Alassane Ouattara octroie un passeport diplomatique à Laurent Gbagbo

Quelques jours après sa réélection, Alassane Ouattara vient d’acter la remise d’un passeport diplomatique à Laurent Gbagbo, ouvrant la voie à un retour de l’ancien président ivoirien en Côte d’Ivoire après neuf ans d’absence. Révélations.

Engagé depuis cinq jours dans un dialogue intense avec l’opposition après sa réélection contestée du 3 novembre, Alassane Ouattara est sur le point d’octroyer un passeport diplomatique à l’ancien président ivoirien Laurent Gbagbo.

Ce dernier devrait recevoir le document – accordé en qualité d’ancien chef de l’Etat – en même temps qu’un passeport régulier, en début de semaine prochaine. Selon nos informations, Laurent Gbagbo pourrait ainsi regagner la Côte d’Ivoire dans le courant du mois de décembre après plus de neuf ans d’un exil forcé dont plus de sept passés dans les geôles de la Cour pénale internationale (CPI).

Acquitté en janvier 2019, le président ivoirien est, depuis, installé à Bruxelles d’où il a, à plusieurs reprises, personnellement sollicité un passeport auprès de l’ambassade de Côte d’Ivoire en Belgique. Jusqu’à présent sans succès.

Négociations secrètes
Le sujet a été directement évoqué par Henri Konan Bédié et Alassane Ouattara lors de leur rencontre au Golf hôtel d’Abidjan le 11 novembre. Si la décision a été actée par le président en personne, c’est Hamed Bakayoko qui a été chargé des négociations avec le Front populaire ivoirien (FPI), la formation de Laurent Gbagbo.

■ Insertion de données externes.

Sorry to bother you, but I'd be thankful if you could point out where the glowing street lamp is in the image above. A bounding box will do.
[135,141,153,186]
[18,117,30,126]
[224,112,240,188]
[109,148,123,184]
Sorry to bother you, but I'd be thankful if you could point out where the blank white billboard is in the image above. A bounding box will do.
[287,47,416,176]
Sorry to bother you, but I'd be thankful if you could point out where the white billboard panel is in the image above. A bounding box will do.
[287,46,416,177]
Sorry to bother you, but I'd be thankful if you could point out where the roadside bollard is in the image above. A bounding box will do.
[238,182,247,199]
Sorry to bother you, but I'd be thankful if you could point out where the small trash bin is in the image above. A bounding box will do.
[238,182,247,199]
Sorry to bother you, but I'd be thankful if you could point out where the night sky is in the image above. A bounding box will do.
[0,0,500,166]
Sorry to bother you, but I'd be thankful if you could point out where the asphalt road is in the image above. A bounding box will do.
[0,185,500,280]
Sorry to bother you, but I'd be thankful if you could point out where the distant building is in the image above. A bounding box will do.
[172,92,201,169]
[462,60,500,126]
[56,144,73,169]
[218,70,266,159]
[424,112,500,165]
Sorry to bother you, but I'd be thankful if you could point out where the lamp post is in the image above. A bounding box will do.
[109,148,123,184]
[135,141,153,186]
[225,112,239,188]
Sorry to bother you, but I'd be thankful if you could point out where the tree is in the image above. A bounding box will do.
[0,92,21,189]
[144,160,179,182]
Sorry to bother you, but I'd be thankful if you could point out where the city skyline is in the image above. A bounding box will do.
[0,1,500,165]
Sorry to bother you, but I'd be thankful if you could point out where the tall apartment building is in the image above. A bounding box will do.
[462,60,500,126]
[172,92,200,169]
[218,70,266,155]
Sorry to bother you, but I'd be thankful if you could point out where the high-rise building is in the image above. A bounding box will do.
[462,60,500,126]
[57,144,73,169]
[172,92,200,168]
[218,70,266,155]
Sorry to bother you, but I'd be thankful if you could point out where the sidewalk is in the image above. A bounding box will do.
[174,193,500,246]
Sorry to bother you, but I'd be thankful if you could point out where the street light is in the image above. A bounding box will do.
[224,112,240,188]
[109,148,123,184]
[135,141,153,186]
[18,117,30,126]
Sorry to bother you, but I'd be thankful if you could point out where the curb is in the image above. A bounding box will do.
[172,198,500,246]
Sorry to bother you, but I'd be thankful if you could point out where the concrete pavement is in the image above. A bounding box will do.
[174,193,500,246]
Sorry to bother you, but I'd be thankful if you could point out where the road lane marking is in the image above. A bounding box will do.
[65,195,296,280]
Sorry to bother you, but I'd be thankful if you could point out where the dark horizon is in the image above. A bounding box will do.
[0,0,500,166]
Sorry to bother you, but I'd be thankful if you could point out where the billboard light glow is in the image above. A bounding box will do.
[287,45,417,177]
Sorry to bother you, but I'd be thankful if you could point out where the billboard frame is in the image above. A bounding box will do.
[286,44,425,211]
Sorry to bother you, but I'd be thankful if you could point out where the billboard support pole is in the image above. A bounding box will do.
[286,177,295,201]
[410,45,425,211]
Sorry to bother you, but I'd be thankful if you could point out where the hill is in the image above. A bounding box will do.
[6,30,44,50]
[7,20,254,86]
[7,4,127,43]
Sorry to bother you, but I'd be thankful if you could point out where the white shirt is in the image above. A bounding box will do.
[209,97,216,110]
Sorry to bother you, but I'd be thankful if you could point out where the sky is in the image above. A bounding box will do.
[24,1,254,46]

Le premier ministre, qui s’était directement entretenu au téléphone avec l’ex-chef de l’Etat le 5 novembre, a ainsi reçu le 12 novembre le secrétaire général du FPI Assoa Adou en compagnie du secrétaire national du parti politique et ancien ministre, Sébastien Djédjé Dano.

Dialogue politique
Le retour de Gbagbo en Côte d’Ivoire pourrait être le prélude à l’ouverture d’un dialogue national tripartite qui réunirait le Parti démocratique de Côte d’Ivoire (PDCI) de Bédié, le FPI et la majorité présidentielle du Rassemblement des houphouëtistes pour la démocratie et la paix (RHDP).

L’ancien président de l’Assemblée nationale, Guillaume Soro, qui a appelé le 4 novembre l’armée ivoirienne à « agir » contre le pouvoir, devrait en revanche être exclu des discussions.

La France s’est tout particulièrement démenée ces derniers jours pour encourager le dialogue politique. Comme révélé par Africa Intelligence, au lendemain du premier tour qui avait été émaillé de violents heurts, Emmanuel Macron avait personnellement téléphoné à Alassane Ouattara le 1er novembre pour l’appeler à faire un « geste majeur » envers l’opposition.

Outre l’ouverture au PDCI, Paris est également très attentif à ce que le FPI ne se sente par marginalisé dans le cadre d’un futur dialogue politique.